Chat with us    Thank you, Marcus! I have added an entry on the Caledonian antisyzygy to the Theory Translator.
     
Econet / FreeEnergyPrinciple     Search:

Active Inference

Andrius: I am writing out my understanding.

Free Energy Principle

Consider the correspondence of a world of evidence (known through our senses) and a world of causes (not known but inferred).

  • {$y$} is the evidence What, what is known, what the answering mind observers, the observation, for example, "jumping" or "not moving".
  • {$x$} is the cause How, what is not known, what the questioning mind supposes, what is the subject of belief or hypothesis, for example, "a frog" or "an apple".
    • {$x$} is an estimate of features, of an agent

We start with the prior belief {$P(x)$} regarding cause {$x$}. Given the evidence {$y$}, we want to calculate the new belief, the posterior belief {$P(x|y)$} regarding cause {$x$}.

We conflate the two worlds by considering them both in terms of probabilities.

  • {$P(x)$} is the probability of the cause.
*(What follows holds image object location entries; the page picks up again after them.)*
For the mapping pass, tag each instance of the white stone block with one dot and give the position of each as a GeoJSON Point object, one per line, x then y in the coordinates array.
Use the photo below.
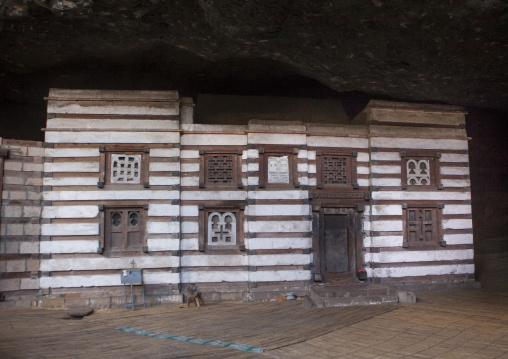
{"type": "Point", "coordinates": [70, 246]}
{"type": "Point", "coordinates": [70, 212]}
{"type": "Point", "coordinates": [452, 157]}
{"type": "Point", "coordinates": [190, 227]}
{"type": "Point", "coordinates": [385, 156]}
{"type": "Point", "coordinates": [70, 229]}
{"type": "Point", "coordinates": [278, 210]}
{"type": "Point", "coordinates": [213, 139]}
{"type": "Point", "coordinates": [164, 181]}
{"type": "Point", "coordinates": [189, 154]}
{"type": "Point", "coordinates": [277, 138]}
{"type": "Point", "coordinates": [386, 169]}
{"type": "Point", "coordinates": [289, 194]}
{"type": "Point", "coordinates": [163, 227]}
{"type": "Point", "coordinates": [214, 276]}
{"type": "Point", "coordinates": [164, 166]}
{"type": "Point", "coordinates": [387, 226]}
{"type": "Point", "coordinates": [363, 157]}
{"type": "Point", "coordinates": [189, 211]}
{"type": "Point", "coordinates": [463, 238]}
{"type": "Point", "coordinates": [164, 152]}
{"type": "Point", "coordinates": [189, 167]}
{"type": "Point", "coordinates": [279, 226]}
{"type": "Point", "coordinates": [421, 196]}
{"type": "Point", "coordinates": [72, 152]}
{"type": "Point", "coordinates": [163, 210]}
{"type": "Point", "coordinates": [109, 195]}
{"type": "Point", "coordinates": [454, 170]}
{"type": "Point", "coordinates": [71, 181]}
{"type": "Point", "coordinates": [387, 210]}
{"type": "Point", "coordinates": [329, 141]}
{"type": "Point", "coordinates": [457, 223]}
{"type": "Point", "coordinates": [281, 275]}
{"type": "Point", "coordinates": [392, 182]}
{"type": "Point", "coordinates": [214, 195]}
{"type": "Point", "coordinates": [112, 137]}
{"type": "Point", "coordinates": [279, 243]}
{"type": "Point", "coordinates": [426, 143]}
It is the prior belief. (Regarding How)
  • {$P(x|y)$} is the probablity of the cause given the evidence. It is the posterior belief. (Regarding Why)
  • {$P(y)$} is the probability of the evidence. It is called the marginal probability or the model evidence. (Regarding What)
  • {$P(y|x)$} is the probability of the evidence given the cause. It is called the likelihood. (Regarding Whether)
  • {$P(x,y)$} is the probability of the evidence and the cause.

Bayes's theorem states

  • {$P(x,y)=P(x)P(y|x)=P(y)P(x|y)$}

Marginalization states that summing over all possible {$x$} gives:

  • {$\sum_x P(x,y)=\sum_x P(y)P(x|y)=P(y)\sum_x P(x|y)=P(y)$}

This means that we can calculate the model evidence (the probability of the evidence) by summing the combined probability (for evidence {$y$} and cause {$x$}) over all of the causes {$x$}. But also:

  • {$P(y)=\sum_x P(x,y)=\sum_x P(x)P(y|x)$}

This means that we can calculate the model evidence (the probability of the evidence) by summing over all causes {$x$} the product of the prior belief and the likelihood.

The generative model consists of the prior belief {$P(x)$} and the likelihood {$P(y|x)$}.
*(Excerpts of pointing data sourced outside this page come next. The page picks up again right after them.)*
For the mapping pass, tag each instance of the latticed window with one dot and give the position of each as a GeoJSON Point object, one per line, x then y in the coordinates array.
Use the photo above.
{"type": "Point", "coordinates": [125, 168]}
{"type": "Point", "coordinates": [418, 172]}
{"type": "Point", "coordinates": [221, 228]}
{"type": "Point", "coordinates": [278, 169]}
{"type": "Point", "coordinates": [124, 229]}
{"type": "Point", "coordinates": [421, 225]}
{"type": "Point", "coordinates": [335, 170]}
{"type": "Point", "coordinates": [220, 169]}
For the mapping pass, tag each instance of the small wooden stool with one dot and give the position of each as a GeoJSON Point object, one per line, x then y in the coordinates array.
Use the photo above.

  • They yield a sensory output of what we predict to see in the world, which we can compare with what we then actually do see.
  • From them by marginalization we can calculate the model evidence {$P(y)$}.
  • And then using Bayes's theorem we can calculate the posterior belief {$P(x|y)$}. That is the goal!

Variational free energy {$F[Q,y]$}

  • It is a function of the questioning mind's approximation of the posterior belief {$Q$} and the answering mind's evidence {$y$}.
  • It is the sum of the prediction error {$u'-u$} (how much the generative model's outputted prediction {$u'$} differs from the latest sensory data {$u$}) and the deviation {$D_{KL}(v'|v_{prior})$} of the posterior inferred cause {$v'$} from the prior inferred cause {$v$}.
    • {$=\mathbb{E}_Q[\textrm{ln}Q(x|y)-\textrm{ln}P(x)]+\mathbb{E}_Q[-\textrm{ln}P(y|x)]+\textrm{ln}P(y)$}
    • The predicted error is given by {$\mathbb{E}_Q[-\textrm{ln}P(y|x)]+\textrm{ln}P(y)$}. This subtracts from the observation {$y$} the particular cause {$x$}, thus sums over all other causes.
    • The deviation compares, for each cause {$x$}, the approximate posterior belief in that cause {$\textrm{ln}Q(x|y)$}, supposing observation {$y$}, with the prior belief in that cause {$\textrm{ln}P(x)$}.
  • Divergence minus evidence: {$D_{KL}[Q(x)\parallel P(x|y)] - \textrm{ln}P(y)$}. Free energy is minimized when divergence decreases and evidence increases (approaches 1).
  • Divergence plus prediction error.
  • Alternatively, is the complexity minus accuracy: {$D_{KL}[Q(x)\parallel P(x)] - \mathbb{E}_{Q(x)}[\textrm{ln}P(y|x)]$} complexity is the degree the approximation for the posterior belief does not match up with the prior belief, and accuracy is the extent the likelihood overlaps with the approximation for the posterior belief. Free energy is minimized when complexity decreases and accuracy increases.
  • From the physical point of view, is energy minus entropy:
    • {$\sum_xQ(x|y)\textrm{ln}[Q(x|y)] - \sum_xQ(x|y)\textrm{ln}P(x|y)$} which is entropy minus energy
    • {$-\mathbb{E}_{Q(x)}[\textrm{ln}P(y,x)]-H[Q(x)]$}.
    • Comparing with the other definitions, this can be written as minus entropy (which expresses the questioning mind and the approximation) plus energy (which expresses the answering mind and the evidence). Free energy is minimized when energy decreases and entropy increases. According to the second law of thermodynamics, entropy stays the same or increases.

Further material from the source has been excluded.